Picture: SUPPLIED
Picture: SUPPLIED

The last vote for the Steinhoff settlement that aims to end most litigation against it and save it from bankruptcy has garnered sufficient approval, with all four votes in favour of the settlement having now been passed. 

Steinhoff’s former largest shareholder, Christo Wiese, was among those voting on Friday afternoon.

Steinhoff, which almost collapsed in SA’s biggest accounting fraud, faced more than 100 legal claims worth more than R130bn from shareholders who said they were duped into buying a worthless stock through misleading information. The company’s value plunged by about R200bn after the fraud was exposed in December 2017. 

Facing bankruptcy from the sheer volume of claims, Steinhoff offered a settlement of €1.42bn (about R24bn) in August, up from the initial €943m offer in July 2020, hoping to end the court action. Those who voted in favour of the settlement payout have to withdraw all legal claims against the company.

The settlement, which was years in the making, has received enough approval from all claimants who lost money in the collapse. The settlement offer must still go before the SA and Dutch courts for approval. It could, theoretically, face challenges in both courts by unhappy parties.

The claimants in the Netherlands were represented by 15 individuals termed a “committee of representation” and all voted to support the settlement on Wednesday.

More than the required 75% of the three SA groups voted in favour of the settlement. 
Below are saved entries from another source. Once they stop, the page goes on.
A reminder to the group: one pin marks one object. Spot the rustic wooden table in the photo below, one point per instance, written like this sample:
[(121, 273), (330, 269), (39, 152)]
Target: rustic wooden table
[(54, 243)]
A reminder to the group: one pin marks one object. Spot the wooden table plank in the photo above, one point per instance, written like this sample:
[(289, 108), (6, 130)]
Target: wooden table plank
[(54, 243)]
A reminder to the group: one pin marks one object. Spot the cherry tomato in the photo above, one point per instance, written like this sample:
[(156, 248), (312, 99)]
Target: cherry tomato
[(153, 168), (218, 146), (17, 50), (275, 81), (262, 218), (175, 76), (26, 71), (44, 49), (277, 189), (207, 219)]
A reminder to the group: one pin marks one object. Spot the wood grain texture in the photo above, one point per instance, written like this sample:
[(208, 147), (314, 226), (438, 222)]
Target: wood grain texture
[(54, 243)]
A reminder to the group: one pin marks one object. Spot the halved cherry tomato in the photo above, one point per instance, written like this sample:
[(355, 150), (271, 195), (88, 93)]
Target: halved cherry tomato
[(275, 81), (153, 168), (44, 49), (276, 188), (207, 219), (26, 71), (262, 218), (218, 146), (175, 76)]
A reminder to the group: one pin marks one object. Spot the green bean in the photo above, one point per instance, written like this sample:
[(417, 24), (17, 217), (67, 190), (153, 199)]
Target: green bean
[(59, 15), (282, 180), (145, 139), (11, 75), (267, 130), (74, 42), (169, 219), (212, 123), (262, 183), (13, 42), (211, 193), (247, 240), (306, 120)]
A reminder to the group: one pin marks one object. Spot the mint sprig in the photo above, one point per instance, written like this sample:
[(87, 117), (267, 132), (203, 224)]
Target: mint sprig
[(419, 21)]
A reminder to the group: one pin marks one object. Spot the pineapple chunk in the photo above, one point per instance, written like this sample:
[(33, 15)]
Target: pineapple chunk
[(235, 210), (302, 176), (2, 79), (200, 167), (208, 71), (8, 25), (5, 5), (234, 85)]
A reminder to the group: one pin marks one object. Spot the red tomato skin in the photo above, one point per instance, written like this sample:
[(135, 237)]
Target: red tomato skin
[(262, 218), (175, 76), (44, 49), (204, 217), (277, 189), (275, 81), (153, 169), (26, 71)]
These are contractual claimants such as former chair Christo Wiese, who sold his company in exchange for Steinhoff shares; financial claimants such as banks; and market purchase claimants, which represent institutional investors and ordinary shareholders.

The threat of liquidation has not disappeared, however, with former owners of shoe retailer Tekkie Town, Bernard Mostert and Braam van Huysteen, who sold their chain for shares worth R1.8bn that lost most of their value months later, want Steinhoff liquidated. If the court rules in their favour, it would derail the settlement.

The Cape Town high court ruled earlier this week that the case can go ahead, a decision that Steinhoff is now appealing. Steinhoff maintains an SA court cannot liquidate it as it is registered in the Netherlands. 

A decision on whether their case will be postponed at Steinhoff's request is expected later on Friday afternoon.

Steinhoff’s shares were up 8.55% to R3.30 by 4.15pm, giving it a market cap of R14.1bn.